The field is loaded.

Kipchoge has won London — which annually attracts the most competitive fields in the sport — four times and the Olympics twice. He frequently races the best of the best and almost always wins.

He could have a bad day.

Kipchoge has run 19 marathons, including his two sub-2:00 attempts. He’s had a bad day precisely once. In other words, he’s had a good day 94% of the time.
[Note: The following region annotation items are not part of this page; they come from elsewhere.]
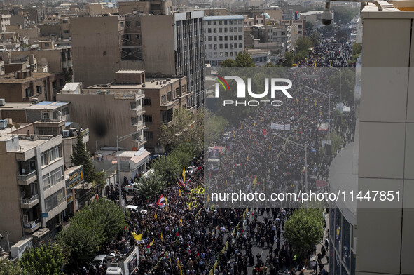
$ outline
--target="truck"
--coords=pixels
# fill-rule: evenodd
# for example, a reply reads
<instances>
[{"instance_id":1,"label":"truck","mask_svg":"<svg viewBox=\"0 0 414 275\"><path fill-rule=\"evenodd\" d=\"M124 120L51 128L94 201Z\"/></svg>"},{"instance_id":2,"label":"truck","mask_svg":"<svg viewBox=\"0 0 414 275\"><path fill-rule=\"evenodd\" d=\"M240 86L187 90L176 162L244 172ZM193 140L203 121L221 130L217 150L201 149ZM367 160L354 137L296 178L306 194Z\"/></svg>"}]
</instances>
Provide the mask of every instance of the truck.
<instances>
[{"instance_id":1,"label":"truck","mask_svg":"<svg viewBox=\"0 0 414 275\"><path fill-rule=\"evenodd\" d=\"M132 246L126 254L109 254L107 260L106 275L130 275L139 265L139 249Z\"/></svg>"}]
</instances>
Kipchoge may be the world record holder, but that does not guarantee success in Boston. World record holders, by definition, excel on flat, fast courses and it’s rare for them to even attempt to run Boston. In fact, Kipchoge is the first current men’s world record holder to run the Boston Marathon in 69 years. Brit Jim Peters was the last to do it, in 1954; he finished 2nd.

(Note: Alberto Salazar was believed to be the world record holder when he ran and won Boston in 1982, but his WR, set in New York in 1981, was later revealed to have come on a short course. Hat tip to Dan Lilot for pointing this out.)
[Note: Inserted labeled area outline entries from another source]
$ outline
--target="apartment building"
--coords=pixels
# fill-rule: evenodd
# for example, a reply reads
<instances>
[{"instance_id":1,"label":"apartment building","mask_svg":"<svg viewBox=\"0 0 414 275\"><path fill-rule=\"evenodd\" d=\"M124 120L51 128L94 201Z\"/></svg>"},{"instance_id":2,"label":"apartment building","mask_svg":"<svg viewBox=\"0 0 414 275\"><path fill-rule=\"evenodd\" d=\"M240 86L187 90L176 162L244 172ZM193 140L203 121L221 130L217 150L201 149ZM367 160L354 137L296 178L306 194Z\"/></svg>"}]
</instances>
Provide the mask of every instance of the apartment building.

As for those who have held the world record at any point, their Boston results reveal a mixed bag. Dennis Kimetto ran Boston five months before setting the world record in 2014; he failed to finish the race. Haile Gebrselassie racked up plenty of wins on flat courses in the 2000s, winning four times in Berlin and three times in Dubai, but he never ran Boston and DNF’d New York in his only attempt in 2010. Going farther back in time, Australia’s Rob de Castella won Boston in 1986 after setting the world record in 1981 and Japan’s Morio Shigematsu set a world record in London just two months after winning Boston in 1965.

The best comparison to Kipchoge, however, is Abebe Bikila — the only man whose marathon dominance rivals Kipchoge’s. From 1960-66, the Ethiopian Bikila set two world records and won 12 of the 13 marathons he entered, including Olympic titles in Rome and Tokyo. His only loss in that span? The 1963 Boston Marathon, where he finished 5th.

We won’t know for sure how Kipchoge handles the course until Monday morning. What we do know is that if he is to win Boston, he will have to earn it. In addition to Kipchoge, Boston elite field director Mary Kate Shea signed Evans Chebet, who in 2022 became the first man in 11 years to win Boston and New York in the same year, and Benson Kipruto, the 2021 Boston and 2022 Chicago champ. There is no better way to challenge Kipchoge than bringing in two Boston champions coming off fall marathon victories. Add in Gabriel Geay (2:03:00 pb in Valencia in December) and Shura Kitata (who won 2020 London — Kipchoge’s only marathon defeat since 2013) and you’ve got the strongest Boston men’s field ever assembled.

Kipchoge is already the greatest marathoner of all time, and it’s not close. If you cut his marathon career in half, it could be argued that the second half is the greatest career in marathon history (8 marathons, 7 wins, including 6 majors/Olympics + two world records and a 1:59:40 exhibition) and the first half the second-greatest (9 marathons, 8 wins including 6 majors/Olympics plus a 2:00:25 exhibition). His result in Boston will not change that.

But a win in Boston would fill out the only remaining hole on his CV– a victory on a hilly course without pacemakers. It would also give him wins at five of the six World Marathon Majors (Tokyo, Boston, London, Berlin, and Chicago), with a win in New York the only thing standing between Kipchoge and an unprecedented WMM grand slam, a feat never likely to be duplicated. Rarely in any sport does an athlete who is so clearly already the greatest ever face stakes this high.

All of this makes for a Boston Marathon that is not to be missed. Ward, who isn’t running Boston, is flying in from Utah with his friend and fellow pro Clayton Young just to watch the race. Part of the reason is to see their training partner Conner Mantz, the fastest American in the professional field. The other reason? Kipchoge.

“I’m excited to see [Mantz] race but I’m also ecstatic to be watching Kipchoge race,” Ward said. “…We’re going out as fans to enjoy a once in a lifetime opportunity to watch Kipchoge and company run the Boston Marathon.”